In our study, patients with chronic kidney disease (CKD), chronic lung disease, diabetes or who are immunocompromised were nearly twice as likely to be hospitalized than the general vaccinated population. Overall, these findings add to prior studies showing worse outcomes following COVID-19 infection in people who are immunocompromised, with diabetes, CKD, or with chronic lung disease (5–7) and adds additional support for recommendations of booster vaccines given these groups continue to fare worse than the general vaccinated population.

Diving deeper

Baseline Characteristics

Our overall study population consists of 1,707,650 fully vaccinated patients from the Truveta Platform. The Methods section (below) describes in more detail how the population was selected and prepared. We assigned to each patient whether they have a specific comorbidity (CKD, chronic lung disease, diabetes, or those who are immunocompromised) or are comorbidity-free. This led to five populations, one for each comorbidity of interest and one comorbidity-free general population. If a patient has multiple comorbidities, they were assigned to each of the corresponding comorbidities sub populations, see also the limitations discussion below for details. Table 1 summarizes the distributions of raw patient counts within each sub population:

General Population (Comorbidity-free) Chronic Lung Disease Chronic Kidney Disease Diabetes Immuno- compromised
N (fully vaccinated patients) 1,311,016 (100.0%) 140,866 (100.0%) 110,295 (100.0%) 134,667 (100.0%) 126,386 (100.0%)
Breakthrough Case 11,738 (0.9%) 1,584 (1.1%) 1,677 (1.5%) 1,442 (1.1%) 1,071 (0.8%)
Hospitalized for Breakthrough Case 876 (0.1%) 257 (0.2%) 441 (0.4%) 286 (0.2%) 215 (0.2%)
Age Group
<18 52,260 (4.0%) 4,685 (3.3%) 16 (0.0%) 342 (0.3%) 237 (0.2%)
18-49 535,217 (40.8%) 38,199 (27.1%) 4,669 (4.2%) 17,920 (13.3%) 13,939 (11.0%)
50-64 353,539 (27.0%) 37,715 (26.8%) 19,893 (18.0%) 41,830 (31.1%) 32,881 (26.0%)
65-74 228,781 (17.5%) 33,170 (23.5%) 33,592 (30.5%) 41,195 (30.6%) 40,704 (32.2%)
75+ 141,219 (10.8%) 27,097 (19.2%) 52,125 (47.3%) 33,380 (24.8%) 38,625 (30.6%)
Female 808,981 (61.7%) 91,097 (64.7%) 65,985 (59.8%) 69,128 (51.3%) 74,031 (58.6%)
Male 502,035 (38.3%) 49,769 (35.3%) 44,310 (40.2%) 65,539 (48.7%) 52,355 (41.4%)
White 872,709 (66.6%) 109,169 (77.5%) 88,685 (80.4%) 91,501 (67.9%) 105,103 (83.2%)
Asian 121,508 (9.3%) 7,866 (5.6%) 4,913 (4.5%) 13,320 (9.9%) 6,632 (5.2%)
Black or African American 31,106 (2.4%) 5,723 (4.1%) 4,907 (4.4%) 6,753 (5.0%) 3,120 (2.5%)
American Indian or Alaska Native 8,972 (0.7%) 1,827 (1.3%) 1,055 (1.0%) 1,862 (1.4%) 881 (0.7%)
Native Hawaiian or Other Pacific Islander 5,564 (0.4%) 875 (0.6%) 612 (0.6%) 1,326 (1.0%) 453 (0.4%)
Unknown 271,157 (20.7%) 15,406 (10.9%) 10,123 (9.2%) 19,905 (14.8%) 10,197 (8.1%)
Not Hispanic or Latino 985,681 (75.2%) 124,093 (88.1%) 97,030 (88.0%) 113,182 (84.0%) 115,697 (91.5%)
Hispanic or Latino 170,779 (13.0%) 11,624 (8.3%) 8,285 (7.5%) 16,418 (12.2%) 6,421 (5.1%)
Unknown 154,556 (11.8%) 5,149 (3.7%) 4,980 (4.5%) 5,067 (3.8%) 4,268 (3.4%)

Table 1: Baseline characteristics table for each of our comorbidity population along with the reference comorbidity-free general population.
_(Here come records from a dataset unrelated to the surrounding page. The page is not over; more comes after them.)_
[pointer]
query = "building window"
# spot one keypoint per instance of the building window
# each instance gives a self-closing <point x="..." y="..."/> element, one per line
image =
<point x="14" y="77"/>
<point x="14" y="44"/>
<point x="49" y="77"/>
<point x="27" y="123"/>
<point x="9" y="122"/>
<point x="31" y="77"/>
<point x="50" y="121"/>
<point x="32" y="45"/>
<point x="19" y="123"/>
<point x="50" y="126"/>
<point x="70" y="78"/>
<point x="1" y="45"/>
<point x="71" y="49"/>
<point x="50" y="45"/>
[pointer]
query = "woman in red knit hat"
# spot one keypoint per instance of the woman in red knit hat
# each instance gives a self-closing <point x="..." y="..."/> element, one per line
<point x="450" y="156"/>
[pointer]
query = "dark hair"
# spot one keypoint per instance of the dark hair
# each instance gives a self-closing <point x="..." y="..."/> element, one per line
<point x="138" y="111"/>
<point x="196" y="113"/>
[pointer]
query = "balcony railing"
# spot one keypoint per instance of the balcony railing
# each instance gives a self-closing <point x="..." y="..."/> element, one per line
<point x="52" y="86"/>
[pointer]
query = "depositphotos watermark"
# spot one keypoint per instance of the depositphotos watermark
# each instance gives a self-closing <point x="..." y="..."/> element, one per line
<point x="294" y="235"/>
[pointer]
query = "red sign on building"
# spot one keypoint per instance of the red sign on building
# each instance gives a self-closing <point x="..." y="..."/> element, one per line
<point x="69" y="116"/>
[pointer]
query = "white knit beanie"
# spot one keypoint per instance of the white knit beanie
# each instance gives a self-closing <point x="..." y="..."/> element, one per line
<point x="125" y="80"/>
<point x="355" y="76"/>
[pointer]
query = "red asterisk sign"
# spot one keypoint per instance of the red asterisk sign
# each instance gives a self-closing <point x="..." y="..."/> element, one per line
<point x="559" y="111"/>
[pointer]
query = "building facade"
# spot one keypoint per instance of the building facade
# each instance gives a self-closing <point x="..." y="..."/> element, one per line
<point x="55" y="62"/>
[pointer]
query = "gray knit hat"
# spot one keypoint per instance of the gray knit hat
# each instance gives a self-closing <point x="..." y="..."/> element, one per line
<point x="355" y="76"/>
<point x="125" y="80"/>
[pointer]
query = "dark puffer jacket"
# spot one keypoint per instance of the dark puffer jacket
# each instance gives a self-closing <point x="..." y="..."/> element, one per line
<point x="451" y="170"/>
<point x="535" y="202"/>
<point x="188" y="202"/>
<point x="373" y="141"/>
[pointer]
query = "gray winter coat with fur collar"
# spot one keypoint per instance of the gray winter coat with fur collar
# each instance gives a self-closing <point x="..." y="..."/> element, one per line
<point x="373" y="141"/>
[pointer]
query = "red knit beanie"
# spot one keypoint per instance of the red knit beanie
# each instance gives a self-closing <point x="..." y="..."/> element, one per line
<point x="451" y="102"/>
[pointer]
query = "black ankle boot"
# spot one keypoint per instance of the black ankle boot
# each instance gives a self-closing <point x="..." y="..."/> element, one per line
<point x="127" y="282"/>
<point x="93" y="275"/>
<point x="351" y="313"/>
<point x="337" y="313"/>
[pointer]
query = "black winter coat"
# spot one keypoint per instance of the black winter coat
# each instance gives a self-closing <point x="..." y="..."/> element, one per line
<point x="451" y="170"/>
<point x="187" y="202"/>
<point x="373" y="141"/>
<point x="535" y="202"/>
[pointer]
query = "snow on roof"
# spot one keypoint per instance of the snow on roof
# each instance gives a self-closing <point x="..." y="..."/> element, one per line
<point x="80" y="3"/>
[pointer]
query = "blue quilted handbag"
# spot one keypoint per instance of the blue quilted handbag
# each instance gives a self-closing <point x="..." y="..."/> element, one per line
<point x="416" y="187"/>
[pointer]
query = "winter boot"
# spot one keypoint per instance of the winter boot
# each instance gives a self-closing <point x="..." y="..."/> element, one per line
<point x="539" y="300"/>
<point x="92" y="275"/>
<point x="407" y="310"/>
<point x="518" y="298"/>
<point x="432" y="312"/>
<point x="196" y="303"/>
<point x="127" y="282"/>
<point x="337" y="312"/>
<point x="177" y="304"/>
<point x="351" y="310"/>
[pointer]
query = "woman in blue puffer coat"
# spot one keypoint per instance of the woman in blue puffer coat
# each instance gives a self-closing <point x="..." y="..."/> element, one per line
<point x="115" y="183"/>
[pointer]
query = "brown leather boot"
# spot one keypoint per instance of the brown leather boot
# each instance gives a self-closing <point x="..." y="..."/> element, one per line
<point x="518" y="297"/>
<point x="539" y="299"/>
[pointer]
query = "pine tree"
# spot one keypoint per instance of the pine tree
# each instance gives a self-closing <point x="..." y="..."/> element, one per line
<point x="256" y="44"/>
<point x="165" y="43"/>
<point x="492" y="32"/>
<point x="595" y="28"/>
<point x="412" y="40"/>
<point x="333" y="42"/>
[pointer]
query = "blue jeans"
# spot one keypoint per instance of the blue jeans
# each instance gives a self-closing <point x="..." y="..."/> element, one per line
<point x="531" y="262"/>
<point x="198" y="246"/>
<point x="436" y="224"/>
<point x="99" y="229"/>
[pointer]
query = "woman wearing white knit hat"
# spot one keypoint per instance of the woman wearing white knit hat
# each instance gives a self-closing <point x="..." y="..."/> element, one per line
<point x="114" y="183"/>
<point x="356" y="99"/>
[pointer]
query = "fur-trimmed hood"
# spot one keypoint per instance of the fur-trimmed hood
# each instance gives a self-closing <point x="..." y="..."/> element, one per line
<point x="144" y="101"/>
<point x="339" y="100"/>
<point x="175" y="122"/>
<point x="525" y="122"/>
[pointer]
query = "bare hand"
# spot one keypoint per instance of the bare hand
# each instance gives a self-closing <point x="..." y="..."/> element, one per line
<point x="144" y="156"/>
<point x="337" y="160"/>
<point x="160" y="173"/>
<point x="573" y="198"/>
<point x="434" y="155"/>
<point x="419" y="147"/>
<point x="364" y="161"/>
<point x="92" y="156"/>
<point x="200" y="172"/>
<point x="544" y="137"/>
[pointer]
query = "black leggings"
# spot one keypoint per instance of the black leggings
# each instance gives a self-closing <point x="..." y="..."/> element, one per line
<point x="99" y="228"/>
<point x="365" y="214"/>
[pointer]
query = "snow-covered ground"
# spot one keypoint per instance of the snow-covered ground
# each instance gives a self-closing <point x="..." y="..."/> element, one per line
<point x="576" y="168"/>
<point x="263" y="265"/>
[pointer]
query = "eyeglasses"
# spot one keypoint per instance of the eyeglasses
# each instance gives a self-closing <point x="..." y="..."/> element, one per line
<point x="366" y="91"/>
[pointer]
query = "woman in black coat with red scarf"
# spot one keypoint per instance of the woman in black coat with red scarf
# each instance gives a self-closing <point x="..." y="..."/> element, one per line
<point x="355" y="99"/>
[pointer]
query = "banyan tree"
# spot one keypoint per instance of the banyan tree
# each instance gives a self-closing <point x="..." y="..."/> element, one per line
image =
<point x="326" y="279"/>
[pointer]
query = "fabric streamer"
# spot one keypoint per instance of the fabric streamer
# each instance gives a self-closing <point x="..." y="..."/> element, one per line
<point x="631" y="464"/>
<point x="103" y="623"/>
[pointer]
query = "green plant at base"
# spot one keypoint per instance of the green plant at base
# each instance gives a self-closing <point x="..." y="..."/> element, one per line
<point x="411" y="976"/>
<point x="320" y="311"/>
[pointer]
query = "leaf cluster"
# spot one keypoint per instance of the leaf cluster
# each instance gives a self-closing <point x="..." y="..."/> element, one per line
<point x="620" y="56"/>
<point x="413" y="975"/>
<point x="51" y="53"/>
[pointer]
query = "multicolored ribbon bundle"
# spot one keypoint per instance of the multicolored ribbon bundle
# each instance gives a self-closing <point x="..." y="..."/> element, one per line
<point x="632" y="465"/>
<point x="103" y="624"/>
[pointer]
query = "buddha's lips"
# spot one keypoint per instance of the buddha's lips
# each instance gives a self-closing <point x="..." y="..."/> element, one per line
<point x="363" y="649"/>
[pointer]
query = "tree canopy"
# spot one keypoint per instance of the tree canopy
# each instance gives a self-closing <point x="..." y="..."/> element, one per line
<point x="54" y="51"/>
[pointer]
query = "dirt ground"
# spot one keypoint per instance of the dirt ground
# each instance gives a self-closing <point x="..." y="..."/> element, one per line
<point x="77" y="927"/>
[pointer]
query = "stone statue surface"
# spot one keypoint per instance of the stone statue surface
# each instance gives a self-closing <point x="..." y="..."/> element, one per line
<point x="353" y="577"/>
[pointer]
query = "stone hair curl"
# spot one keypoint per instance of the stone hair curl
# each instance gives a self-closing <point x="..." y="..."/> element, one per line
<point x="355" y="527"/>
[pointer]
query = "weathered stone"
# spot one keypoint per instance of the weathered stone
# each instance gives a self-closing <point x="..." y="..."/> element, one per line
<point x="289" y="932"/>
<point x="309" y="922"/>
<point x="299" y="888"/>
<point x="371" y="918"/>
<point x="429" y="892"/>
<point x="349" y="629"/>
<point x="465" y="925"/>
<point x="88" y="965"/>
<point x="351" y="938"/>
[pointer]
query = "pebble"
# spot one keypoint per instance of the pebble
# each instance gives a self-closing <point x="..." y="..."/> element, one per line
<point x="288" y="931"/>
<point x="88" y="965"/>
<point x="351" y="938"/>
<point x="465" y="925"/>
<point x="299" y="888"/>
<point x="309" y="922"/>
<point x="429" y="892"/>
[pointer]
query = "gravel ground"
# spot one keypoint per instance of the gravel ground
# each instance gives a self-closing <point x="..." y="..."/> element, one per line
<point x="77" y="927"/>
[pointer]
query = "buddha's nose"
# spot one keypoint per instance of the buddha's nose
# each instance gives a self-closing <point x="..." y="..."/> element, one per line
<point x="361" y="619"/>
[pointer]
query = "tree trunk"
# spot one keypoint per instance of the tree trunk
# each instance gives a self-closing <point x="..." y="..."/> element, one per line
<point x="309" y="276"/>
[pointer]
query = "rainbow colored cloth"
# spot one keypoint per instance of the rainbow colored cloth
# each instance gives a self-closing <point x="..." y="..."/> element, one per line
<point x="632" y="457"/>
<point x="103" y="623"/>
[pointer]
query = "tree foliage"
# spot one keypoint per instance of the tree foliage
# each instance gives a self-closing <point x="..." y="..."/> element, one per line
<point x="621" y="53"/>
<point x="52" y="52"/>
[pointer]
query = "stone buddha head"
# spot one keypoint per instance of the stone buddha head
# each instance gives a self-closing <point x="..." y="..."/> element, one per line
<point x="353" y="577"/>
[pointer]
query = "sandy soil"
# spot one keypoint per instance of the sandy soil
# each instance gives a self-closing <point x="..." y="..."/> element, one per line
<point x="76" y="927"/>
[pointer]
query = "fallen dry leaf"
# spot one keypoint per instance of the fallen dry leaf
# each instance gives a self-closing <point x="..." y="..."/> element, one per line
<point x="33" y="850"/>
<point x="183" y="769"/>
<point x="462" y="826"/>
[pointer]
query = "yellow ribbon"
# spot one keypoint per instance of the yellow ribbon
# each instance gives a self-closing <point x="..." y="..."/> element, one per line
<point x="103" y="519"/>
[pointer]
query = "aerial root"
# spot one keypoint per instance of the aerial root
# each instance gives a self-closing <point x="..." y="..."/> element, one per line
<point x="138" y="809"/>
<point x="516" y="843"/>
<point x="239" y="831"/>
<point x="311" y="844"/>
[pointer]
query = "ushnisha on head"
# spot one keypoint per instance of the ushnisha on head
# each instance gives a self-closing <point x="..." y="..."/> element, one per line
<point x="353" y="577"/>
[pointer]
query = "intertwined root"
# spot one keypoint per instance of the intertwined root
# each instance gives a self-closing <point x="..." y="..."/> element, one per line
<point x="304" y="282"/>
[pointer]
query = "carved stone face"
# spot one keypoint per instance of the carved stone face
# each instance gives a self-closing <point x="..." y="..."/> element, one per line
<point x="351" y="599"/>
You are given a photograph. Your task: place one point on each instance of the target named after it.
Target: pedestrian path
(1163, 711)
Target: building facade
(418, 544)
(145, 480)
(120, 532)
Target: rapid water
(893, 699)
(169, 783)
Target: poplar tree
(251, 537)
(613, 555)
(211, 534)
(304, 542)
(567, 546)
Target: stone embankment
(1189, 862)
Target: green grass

If a patient has multiple comorbidities, they were assigned to multiple corresponding comorbidity sub populations. Data represented are unweighted counts of patients.

Percentage of vaccinated with breakthrough case

The following Figure 1 and Table 2 summarize the association between comorbidities and the likelihood of having a COVID-19 breakthrough infection. We estimated two values: first, the percentage of the fully vaccinated population with a breakthrough infection. Second, an odds ratio which expresses how much more likely a patient with a specific comorbidity is having a breakthrough infection compared to the comorbidity-free general population. The Methods section describes details about our analysis. The results are based on weighted populations for each comorbidity which accounts for some of the differences between the people with and without the comorbidity. In addition, for visual simplicity, Figure 1 shows the percent of the population that experienced a breakthrough infection and the odds ratios of breakthrough infections for individuals with comorbidities compared to a comorbidity-free population, both calculated from weighted data (see Methods section). Table 2 includes the results for each individual population as well as the computed average comorbidity-free general population.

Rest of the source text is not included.